Kennedy and Frank [1985] address age as a factor and state that susceptibility is highest for individuals from about two years of age through puberty. Then, susceptibility rapidly decreases through age 21, decreasing gradually thereafter, and almost disappears at age 50.

Illness is another factor which increases a person's susceptibility to simulator sickness. Previously, Frank et al. [1984] addressed the physiological state of the individual and advised against using the simulator if the subject was ill. Other reasons to avoid simulator use include fatigue, sleep loss, hangover, upset stomach, periods of emotional stress, head colds, ear infection, ear blocks, upper respiratory illness, and current medication. They further recommend not using simulators more than necessary when suffering from the effects of flu or possibly after receiving a flu shot, primarily because the literature on motion sickness and vomiting show that these symptoms are cumulative [deWit, 1957 and Cordts, 1982, cited in Frank, et al., 1984].

Gender, age and physiological condition are only a few of a larger number of individual sources which could be considered when studying simulator sickness. Crewmember position and experience are two other sources, and the following breakdown of these issues may better reveal the complexity of simulator sickness and explain why the origin is so elusive.

Casali and Wierwille [1986] looked at crewmember susceptibility and point out that simulator-induced sickness may be a function of the aircrew member's position in the simulator cockpit. An explanation for fewer pilot incidences than co-pilot or other crewmembers may be due to the amount of control the participant exercises. Lackner [1990] found that when subjects generated input themselves they were less susceptible to motion (simulator) sickness. He makes the point that the person controlling or anticipating the motion (simulator) becomes sick less often than the passengers, a phenomenon similar to the experiences of many automobile passengers whose car sickness diminishes when they are the driver. Another explanation might be the participants position in the simulator relative to the optimal viewing position, or the design eyepoint. There is only one design eyepoint in a simulator, and as you move away from this point it is more difficult to view the imagery.
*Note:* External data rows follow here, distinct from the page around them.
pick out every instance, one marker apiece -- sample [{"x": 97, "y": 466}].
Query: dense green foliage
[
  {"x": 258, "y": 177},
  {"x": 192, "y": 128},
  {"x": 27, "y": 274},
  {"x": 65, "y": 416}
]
In two pilot cockpits, the design eyepoint is usually located between the two pilots or at the pilots station. Consequently, the further a crewmember is away from the design eyepoint, the greater the chances for sickness.

The level of previous experience is another source from which to study simulator sickness and the evidence here is inconclusive. Kennedy, et al. [1987] believe that more experienced pilots have greater difficulty than novice pilots, and they cite Havron and Butler (1957), Miller and Goodson (1960), McGuiness, Bouwman and Forbes (1981), and Kennedy (1981) whose studies support this argument. Specifically, they state that Miller and Goodson found 60% of the instructor pilots reported symptoms as compared to only 12% of the student pilots, and McGuiness, Bouwman and Forbes concluded that the more experienced aircrews [over 1500 flight hours] had a higher incidence of symptoms than the less experienced flight crew. On the other hand, Magee, Kantor, and Sweeney [1987] stated there was no evidence to indicate that experience influenced susceptibility to simulator sickness. This issue of these inconsistent definitions for novice came up at the 1988 Advisory Group for Aerospace Research and Development (AGARD) conference during the concluding round table discussion. In the Magee, Kantor, and Sweeney study, novice pilots were those who were new to the C-130 aircraft, but averaged 1500 flight hours, while previous studies defined novice pilots as those who had little or no total flight time. The outcome of the discussion was that the AGARD committee generally accepted novice to mean little or no flight experience. As a result, the committee recognized that more experienced pilots tend to experience greater difficulty than novices, and that the different criterion used explained the varying results.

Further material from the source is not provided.